Vers 2h20 du matin, une voisine qui s'était levée par surprise a aperçu Catherine et son compagnon, avec une capuche sur la tête devant la porte en bois du domicile de Jeanine. Pour le représentant du ministère public, cet incendie volontaire est un acte de vengeance à l'égard de la maman de la prévenue.

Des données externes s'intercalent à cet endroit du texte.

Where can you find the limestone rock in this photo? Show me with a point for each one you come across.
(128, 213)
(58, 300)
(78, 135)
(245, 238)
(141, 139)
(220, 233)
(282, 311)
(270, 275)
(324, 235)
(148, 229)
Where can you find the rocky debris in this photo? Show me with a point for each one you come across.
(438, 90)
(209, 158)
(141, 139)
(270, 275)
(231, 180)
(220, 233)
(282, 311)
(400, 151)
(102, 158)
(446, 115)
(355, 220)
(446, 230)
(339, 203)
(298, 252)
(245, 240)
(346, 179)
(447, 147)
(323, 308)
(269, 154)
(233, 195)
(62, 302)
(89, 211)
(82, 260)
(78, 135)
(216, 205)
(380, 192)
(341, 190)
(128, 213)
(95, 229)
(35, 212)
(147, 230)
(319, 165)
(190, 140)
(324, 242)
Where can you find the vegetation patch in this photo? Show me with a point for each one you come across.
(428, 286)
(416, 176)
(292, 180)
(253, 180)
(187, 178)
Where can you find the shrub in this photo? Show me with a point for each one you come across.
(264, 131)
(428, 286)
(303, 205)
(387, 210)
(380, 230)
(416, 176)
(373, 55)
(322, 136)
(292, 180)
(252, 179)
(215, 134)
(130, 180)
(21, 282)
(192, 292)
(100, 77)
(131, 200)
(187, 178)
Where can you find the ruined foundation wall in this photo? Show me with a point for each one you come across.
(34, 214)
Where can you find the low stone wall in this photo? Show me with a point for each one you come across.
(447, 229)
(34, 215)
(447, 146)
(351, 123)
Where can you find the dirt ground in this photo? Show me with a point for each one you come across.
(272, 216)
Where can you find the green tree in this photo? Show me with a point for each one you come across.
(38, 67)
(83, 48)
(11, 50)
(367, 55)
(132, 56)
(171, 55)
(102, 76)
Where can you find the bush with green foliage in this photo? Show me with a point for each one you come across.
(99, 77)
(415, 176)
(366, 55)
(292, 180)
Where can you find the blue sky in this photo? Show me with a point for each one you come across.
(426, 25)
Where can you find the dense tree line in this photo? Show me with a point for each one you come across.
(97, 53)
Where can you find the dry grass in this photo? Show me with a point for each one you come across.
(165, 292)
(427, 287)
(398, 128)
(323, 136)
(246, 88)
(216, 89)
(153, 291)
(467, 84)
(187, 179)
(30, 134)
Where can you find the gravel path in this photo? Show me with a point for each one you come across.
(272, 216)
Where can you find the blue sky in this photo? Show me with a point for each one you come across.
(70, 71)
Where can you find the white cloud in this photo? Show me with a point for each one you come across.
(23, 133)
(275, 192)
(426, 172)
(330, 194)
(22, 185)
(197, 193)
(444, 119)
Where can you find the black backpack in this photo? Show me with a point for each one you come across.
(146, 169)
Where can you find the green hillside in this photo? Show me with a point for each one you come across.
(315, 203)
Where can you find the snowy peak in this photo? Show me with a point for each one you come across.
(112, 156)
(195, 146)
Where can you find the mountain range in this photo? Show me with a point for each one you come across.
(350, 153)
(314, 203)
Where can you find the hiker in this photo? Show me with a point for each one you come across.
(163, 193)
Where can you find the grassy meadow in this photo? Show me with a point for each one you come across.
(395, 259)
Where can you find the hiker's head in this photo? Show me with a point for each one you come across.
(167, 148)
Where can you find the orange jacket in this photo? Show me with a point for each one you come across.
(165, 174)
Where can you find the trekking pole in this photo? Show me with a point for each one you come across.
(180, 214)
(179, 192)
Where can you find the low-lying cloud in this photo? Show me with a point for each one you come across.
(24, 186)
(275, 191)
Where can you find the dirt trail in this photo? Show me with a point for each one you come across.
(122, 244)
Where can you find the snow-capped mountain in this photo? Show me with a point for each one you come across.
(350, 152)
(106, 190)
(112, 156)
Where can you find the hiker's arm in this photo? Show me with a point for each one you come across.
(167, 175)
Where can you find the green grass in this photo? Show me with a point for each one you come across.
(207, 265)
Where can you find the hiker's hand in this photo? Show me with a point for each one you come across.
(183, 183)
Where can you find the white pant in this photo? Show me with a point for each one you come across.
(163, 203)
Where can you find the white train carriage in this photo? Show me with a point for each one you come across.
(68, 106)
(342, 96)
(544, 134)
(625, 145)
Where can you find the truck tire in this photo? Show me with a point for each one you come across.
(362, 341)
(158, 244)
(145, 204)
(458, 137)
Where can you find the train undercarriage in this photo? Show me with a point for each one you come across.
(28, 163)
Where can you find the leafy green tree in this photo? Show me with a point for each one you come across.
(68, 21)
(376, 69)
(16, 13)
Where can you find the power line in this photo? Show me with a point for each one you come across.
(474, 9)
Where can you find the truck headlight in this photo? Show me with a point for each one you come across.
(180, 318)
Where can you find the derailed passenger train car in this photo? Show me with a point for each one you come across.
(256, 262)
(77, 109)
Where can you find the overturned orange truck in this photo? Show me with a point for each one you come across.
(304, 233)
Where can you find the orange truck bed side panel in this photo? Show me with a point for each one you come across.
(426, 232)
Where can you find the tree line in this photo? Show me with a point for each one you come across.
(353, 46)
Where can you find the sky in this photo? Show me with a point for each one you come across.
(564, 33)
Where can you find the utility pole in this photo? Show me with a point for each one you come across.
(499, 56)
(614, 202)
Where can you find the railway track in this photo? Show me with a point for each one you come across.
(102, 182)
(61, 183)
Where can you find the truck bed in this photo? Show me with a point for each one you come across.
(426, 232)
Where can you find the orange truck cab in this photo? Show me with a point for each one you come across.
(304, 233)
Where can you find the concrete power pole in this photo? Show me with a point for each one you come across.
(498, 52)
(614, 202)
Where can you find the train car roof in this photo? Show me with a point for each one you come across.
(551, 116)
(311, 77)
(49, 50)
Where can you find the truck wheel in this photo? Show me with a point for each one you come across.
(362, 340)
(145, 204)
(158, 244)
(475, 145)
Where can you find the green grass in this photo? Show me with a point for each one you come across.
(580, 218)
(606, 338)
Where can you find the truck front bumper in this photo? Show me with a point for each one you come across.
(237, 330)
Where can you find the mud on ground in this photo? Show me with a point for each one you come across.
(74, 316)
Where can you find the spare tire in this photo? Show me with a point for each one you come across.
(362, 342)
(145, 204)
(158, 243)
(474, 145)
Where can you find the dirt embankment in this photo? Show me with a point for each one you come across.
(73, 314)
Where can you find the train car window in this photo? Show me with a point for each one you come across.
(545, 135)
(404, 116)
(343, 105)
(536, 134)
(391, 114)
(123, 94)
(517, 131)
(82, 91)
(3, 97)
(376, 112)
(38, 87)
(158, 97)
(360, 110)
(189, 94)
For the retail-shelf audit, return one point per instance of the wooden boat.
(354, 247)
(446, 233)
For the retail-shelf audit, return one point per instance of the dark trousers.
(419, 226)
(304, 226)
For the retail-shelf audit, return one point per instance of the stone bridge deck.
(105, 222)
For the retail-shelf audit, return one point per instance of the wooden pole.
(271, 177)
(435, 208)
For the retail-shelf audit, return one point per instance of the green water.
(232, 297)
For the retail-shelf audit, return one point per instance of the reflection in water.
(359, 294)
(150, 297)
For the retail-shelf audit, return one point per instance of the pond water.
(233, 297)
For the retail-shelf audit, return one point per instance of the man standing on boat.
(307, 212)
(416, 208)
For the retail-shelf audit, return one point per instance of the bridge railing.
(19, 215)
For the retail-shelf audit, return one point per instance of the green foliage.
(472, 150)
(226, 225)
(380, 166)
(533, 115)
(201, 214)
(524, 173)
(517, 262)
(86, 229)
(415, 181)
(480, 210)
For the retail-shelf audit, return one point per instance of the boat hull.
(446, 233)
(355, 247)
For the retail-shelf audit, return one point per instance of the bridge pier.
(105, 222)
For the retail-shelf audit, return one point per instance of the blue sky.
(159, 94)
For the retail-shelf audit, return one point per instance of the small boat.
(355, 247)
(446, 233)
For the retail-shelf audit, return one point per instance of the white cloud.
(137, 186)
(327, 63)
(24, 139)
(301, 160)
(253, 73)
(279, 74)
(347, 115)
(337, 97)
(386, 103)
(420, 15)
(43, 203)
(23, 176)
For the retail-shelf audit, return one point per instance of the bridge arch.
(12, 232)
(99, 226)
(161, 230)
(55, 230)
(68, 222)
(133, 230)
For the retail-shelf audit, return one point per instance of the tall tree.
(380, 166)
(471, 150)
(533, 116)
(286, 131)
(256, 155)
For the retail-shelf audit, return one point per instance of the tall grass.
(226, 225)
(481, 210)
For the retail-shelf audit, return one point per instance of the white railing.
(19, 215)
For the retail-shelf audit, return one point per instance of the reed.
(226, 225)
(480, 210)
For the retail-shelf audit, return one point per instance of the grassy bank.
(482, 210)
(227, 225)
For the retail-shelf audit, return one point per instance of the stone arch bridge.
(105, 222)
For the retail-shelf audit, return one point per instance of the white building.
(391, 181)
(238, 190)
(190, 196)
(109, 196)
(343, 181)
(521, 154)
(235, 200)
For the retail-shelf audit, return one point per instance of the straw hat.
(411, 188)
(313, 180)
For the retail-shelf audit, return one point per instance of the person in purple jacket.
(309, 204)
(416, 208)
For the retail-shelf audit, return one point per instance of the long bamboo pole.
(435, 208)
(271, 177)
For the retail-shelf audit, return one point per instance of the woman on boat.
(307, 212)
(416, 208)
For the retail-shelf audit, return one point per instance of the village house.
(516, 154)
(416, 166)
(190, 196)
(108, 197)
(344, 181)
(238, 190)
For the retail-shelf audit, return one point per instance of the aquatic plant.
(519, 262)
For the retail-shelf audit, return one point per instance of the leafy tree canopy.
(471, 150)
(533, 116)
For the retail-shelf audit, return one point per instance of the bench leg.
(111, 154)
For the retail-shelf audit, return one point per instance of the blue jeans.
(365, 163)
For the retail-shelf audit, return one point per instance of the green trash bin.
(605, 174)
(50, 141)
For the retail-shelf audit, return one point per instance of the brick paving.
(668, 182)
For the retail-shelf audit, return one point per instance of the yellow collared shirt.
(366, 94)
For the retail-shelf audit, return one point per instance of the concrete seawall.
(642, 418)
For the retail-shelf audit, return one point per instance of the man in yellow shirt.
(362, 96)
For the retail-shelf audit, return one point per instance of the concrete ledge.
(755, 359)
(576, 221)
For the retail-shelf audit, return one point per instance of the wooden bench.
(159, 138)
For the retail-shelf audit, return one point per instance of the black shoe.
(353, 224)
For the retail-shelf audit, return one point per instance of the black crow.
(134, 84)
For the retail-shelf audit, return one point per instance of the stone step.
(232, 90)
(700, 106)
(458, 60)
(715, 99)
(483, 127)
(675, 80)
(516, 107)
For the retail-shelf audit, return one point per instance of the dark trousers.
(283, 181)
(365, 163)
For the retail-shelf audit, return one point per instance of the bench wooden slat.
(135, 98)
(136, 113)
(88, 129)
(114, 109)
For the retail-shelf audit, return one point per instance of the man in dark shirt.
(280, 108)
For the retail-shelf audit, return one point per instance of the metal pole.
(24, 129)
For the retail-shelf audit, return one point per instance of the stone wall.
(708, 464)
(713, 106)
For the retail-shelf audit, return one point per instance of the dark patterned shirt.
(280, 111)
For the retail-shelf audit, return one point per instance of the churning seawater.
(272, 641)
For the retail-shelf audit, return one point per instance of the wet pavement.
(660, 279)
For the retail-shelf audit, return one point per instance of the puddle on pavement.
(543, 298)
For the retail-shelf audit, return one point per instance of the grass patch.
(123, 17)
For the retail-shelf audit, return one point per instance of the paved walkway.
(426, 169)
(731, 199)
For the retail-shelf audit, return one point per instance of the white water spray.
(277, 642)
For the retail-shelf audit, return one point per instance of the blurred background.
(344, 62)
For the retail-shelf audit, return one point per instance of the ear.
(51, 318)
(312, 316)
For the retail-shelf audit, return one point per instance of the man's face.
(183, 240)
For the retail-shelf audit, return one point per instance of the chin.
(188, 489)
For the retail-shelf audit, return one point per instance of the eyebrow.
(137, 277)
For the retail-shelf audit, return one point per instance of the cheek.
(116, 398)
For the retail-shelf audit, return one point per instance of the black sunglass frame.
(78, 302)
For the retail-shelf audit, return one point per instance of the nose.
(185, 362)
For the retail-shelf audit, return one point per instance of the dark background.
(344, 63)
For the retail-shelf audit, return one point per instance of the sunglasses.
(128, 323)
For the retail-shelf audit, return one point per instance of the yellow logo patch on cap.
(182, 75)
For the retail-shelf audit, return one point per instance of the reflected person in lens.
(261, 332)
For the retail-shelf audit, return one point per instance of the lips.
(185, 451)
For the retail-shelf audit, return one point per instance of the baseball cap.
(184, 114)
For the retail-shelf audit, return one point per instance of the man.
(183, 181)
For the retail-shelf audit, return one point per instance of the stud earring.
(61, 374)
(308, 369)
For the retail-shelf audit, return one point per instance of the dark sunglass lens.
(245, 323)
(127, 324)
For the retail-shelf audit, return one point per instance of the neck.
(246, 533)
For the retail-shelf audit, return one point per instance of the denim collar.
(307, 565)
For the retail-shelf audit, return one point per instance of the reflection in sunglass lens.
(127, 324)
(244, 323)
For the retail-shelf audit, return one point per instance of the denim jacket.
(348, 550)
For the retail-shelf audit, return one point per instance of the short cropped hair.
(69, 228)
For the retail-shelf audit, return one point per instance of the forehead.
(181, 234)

Ces dernières ne s'entendaient malheureusement plus mais le pire a tout de même été évité ce soir-là. 
 
En l'absence d'antécédent judiciaire, le représentant du ministère public requiert une peine de trois ans d'emprisonnement. 
 
"Ma cliente conteste les faits. Nous avons un seul témoin, une voisine qui a regardé par la fenêtre à ce moment-là et a reconnu Catherine. C'est fortement étonnant alors que deux maisons les séparent de l'habitation. J'estime donc que les faits ne sont pas établis. Je sollicite l'acquittement à titre principal et à titre subsidiaire une suspension simple du prononcé", déclare l'avocate de la prévenue. 
 
Le jugement sera prononcé le 23 septembre prochain.